A rede foi ligada em 2010, ano em que a comunidade passou a considerar-se totalmente “limpa”. Desde então, o preço da energia local caiu em torno de um terço. A independência do carbono só não é completa porque a lei alemã permite apenas que proprietários de casas sejam abastecidos pelas novas redes elétricas e de aquecimento. Inquilinos seguem recebendo a mesma eletricidade de antes da virada energética de Feldheim.
Kathleen, porém, afirma que a comunidade tem esperanças de que a lei possa mudar para que todos os habitantes do local possam ser abastecidos pela mesma fonte. Feldheim, por sinal, está instalando uma enorme bateria – que deve ser ligada no segundo semestre deste ano – capaz de armazenar eletricidade suficiente para abastecer o vilarejo por dois dias.
Papel de protagonista
A imensa publicidade dada a Feldheim transformou-a em destino turístico. Os moradores confirmam que recebem, em média, três mil visitantes por ano – muitos do Japão, onde as pessoas cada vez mais procuram por fontes alternativas de energia depois do desastre nuclear de Fukushima.
Lyn Hovey, uma ativista australiana pela sustentabilidade, recentemente passou por Feldheim. Disse ter se impressionado com a habilidade dos habitantes. Em sua cidade natal, Riddells Creek, perto de Melbourne, no sul da Austrália, seria bem mais difícil executar um projeto semelhante devido ao tamanho da cidade (quase quatro mil habitantes) e à força das empresas de energia.

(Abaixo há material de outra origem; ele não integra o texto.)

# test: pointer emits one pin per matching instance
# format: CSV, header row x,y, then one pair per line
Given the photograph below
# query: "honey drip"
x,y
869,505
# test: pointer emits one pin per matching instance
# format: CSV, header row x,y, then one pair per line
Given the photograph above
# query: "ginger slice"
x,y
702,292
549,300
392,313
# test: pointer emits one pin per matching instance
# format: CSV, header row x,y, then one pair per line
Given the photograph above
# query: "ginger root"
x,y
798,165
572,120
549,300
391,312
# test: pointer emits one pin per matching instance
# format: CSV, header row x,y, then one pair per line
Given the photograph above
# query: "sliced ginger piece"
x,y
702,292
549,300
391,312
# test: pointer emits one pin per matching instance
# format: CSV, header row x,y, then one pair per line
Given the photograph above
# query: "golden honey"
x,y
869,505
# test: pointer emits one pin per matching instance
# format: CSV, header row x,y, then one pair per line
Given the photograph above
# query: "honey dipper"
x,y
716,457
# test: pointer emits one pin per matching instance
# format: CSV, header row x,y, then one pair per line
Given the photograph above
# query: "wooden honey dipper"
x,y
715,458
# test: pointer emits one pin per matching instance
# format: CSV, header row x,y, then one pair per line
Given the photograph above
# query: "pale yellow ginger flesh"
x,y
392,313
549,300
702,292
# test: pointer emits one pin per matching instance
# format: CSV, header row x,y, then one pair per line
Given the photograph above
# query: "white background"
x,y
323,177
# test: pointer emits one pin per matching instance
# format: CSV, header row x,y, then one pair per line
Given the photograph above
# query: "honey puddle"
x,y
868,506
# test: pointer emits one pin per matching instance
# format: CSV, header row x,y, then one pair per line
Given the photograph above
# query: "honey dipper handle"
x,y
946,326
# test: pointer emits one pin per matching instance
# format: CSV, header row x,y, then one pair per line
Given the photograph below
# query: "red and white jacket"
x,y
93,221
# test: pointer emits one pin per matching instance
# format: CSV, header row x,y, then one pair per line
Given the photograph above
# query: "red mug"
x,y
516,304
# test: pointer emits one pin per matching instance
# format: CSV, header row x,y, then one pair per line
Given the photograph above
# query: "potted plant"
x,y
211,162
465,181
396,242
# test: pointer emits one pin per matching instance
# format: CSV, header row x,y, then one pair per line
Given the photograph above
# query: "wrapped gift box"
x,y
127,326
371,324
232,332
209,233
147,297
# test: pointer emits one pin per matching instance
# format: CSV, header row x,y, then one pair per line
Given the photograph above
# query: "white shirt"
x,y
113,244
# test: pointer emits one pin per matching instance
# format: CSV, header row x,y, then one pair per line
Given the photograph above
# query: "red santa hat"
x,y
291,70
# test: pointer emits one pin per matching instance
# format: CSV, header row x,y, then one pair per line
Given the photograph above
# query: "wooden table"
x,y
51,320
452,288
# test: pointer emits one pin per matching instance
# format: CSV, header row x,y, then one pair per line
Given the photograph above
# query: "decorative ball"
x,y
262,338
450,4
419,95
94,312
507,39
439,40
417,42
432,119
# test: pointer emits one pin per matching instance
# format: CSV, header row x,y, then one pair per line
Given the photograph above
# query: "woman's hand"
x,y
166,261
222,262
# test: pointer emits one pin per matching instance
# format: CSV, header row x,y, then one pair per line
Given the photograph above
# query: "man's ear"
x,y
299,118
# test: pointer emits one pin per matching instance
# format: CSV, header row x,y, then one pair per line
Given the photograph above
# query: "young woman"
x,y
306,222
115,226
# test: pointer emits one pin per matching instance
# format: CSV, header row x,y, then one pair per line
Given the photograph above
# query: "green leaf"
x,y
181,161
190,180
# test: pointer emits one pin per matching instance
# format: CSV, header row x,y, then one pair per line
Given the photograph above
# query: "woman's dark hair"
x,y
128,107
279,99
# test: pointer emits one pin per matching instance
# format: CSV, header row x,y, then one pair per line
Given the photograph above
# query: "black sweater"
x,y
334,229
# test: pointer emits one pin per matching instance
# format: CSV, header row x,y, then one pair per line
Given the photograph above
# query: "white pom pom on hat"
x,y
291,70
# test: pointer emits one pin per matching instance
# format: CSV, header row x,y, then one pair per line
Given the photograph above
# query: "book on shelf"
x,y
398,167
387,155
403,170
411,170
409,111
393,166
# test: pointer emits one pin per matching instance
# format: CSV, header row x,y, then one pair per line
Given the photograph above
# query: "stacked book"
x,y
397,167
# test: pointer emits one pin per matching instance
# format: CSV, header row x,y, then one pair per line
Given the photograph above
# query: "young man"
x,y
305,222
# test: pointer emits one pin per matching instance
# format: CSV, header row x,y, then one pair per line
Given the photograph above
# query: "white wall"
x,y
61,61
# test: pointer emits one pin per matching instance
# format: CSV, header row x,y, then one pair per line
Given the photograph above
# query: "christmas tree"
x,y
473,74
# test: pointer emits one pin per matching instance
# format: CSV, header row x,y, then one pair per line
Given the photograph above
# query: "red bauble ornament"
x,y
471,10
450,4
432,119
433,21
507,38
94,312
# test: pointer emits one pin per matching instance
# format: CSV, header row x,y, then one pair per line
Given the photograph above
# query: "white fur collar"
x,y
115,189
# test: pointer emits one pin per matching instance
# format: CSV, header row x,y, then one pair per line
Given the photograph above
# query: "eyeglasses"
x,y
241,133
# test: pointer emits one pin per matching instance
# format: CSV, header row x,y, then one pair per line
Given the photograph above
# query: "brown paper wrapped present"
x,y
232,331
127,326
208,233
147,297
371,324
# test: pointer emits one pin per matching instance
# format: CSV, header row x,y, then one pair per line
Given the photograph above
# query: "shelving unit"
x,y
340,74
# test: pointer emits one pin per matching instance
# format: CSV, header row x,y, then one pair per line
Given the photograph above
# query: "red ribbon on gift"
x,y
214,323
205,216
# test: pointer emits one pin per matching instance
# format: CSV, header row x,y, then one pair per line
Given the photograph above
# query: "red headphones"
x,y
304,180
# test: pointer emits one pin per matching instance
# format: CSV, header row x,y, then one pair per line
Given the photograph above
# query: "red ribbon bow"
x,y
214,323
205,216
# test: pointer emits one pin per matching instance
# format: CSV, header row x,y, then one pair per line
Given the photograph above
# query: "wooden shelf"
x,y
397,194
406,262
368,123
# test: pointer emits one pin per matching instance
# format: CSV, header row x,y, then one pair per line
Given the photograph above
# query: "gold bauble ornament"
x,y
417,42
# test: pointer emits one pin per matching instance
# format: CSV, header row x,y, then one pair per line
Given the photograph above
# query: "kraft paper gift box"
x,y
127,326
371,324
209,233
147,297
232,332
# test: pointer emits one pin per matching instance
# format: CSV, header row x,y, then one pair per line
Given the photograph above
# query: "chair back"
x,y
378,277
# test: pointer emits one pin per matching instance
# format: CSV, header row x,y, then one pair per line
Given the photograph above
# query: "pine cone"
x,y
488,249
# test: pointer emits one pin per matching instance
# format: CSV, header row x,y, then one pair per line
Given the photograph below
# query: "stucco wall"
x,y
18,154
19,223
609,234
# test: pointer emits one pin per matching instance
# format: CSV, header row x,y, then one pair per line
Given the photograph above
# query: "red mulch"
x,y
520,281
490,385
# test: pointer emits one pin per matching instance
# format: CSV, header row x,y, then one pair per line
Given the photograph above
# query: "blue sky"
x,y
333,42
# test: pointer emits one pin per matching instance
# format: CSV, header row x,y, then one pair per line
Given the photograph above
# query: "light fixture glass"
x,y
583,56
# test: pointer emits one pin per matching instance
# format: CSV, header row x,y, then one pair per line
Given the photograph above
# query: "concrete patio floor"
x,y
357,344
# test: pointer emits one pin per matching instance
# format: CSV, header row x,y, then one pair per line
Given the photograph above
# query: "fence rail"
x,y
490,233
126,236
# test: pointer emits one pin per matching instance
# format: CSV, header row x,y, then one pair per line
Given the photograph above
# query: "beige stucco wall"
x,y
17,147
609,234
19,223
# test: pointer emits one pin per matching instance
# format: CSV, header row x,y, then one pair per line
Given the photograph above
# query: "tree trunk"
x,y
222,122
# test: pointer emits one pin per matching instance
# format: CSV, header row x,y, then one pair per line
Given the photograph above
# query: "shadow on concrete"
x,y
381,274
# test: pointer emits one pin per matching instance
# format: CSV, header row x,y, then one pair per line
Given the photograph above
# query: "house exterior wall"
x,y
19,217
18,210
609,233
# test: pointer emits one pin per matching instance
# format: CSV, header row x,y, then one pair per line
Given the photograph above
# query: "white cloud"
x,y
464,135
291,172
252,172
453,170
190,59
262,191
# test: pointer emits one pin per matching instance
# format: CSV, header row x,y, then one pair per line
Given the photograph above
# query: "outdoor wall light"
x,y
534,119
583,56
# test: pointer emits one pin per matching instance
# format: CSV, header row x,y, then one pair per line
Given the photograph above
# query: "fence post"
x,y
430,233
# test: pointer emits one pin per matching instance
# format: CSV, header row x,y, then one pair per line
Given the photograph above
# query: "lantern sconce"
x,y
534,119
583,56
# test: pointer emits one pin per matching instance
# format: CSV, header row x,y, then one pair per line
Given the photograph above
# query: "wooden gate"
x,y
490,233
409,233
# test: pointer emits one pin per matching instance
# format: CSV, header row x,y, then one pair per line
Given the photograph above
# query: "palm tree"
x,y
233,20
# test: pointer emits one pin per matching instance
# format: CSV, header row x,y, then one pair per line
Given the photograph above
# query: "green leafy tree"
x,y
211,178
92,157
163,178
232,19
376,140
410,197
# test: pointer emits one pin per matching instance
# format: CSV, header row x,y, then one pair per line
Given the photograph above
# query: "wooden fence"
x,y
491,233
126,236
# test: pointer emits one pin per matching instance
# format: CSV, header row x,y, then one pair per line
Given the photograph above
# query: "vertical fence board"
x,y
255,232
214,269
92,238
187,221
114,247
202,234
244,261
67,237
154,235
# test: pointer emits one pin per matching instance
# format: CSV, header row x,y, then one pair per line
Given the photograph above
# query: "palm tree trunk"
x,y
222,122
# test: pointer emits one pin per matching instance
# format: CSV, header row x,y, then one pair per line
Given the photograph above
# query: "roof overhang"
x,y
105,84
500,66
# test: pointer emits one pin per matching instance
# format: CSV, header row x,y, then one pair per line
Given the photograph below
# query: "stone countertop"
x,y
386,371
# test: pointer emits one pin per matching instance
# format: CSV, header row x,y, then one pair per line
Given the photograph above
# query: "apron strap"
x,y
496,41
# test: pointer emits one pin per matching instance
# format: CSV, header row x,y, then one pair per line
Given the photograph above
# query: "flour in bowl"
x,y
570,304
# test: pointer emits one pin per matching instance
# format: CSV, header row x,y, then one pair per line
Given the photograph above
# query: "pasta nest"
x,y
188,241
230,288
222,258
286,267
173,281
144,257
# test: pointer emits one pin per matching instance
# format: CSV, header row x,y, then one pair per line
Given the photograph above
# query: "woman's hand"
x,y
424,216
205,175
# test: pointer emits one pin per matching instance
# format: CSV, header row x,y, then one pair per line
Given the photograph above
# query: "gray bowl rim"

“A mudança climática é algo que essa geração precisa resolver, e na Austrália não podemos confiar no governo. Depende das pessoas. É preciso viajar e aprender com o que já foi feito”, diz Hovey.
Até mesmo os habitantes de Feldheim e os envolvidos no projeto reconhecem que é complicado repetir o sucesso local em outras partes do mundo. Thompson lembra que, ainda que Feldheim tenha tido uma boa dose de sorte, a força e o espírito comunitários não podem ser subestimados.
“É muito mais fácil fazer as coisas quando todo mundo vai na mesma direção”, conclui.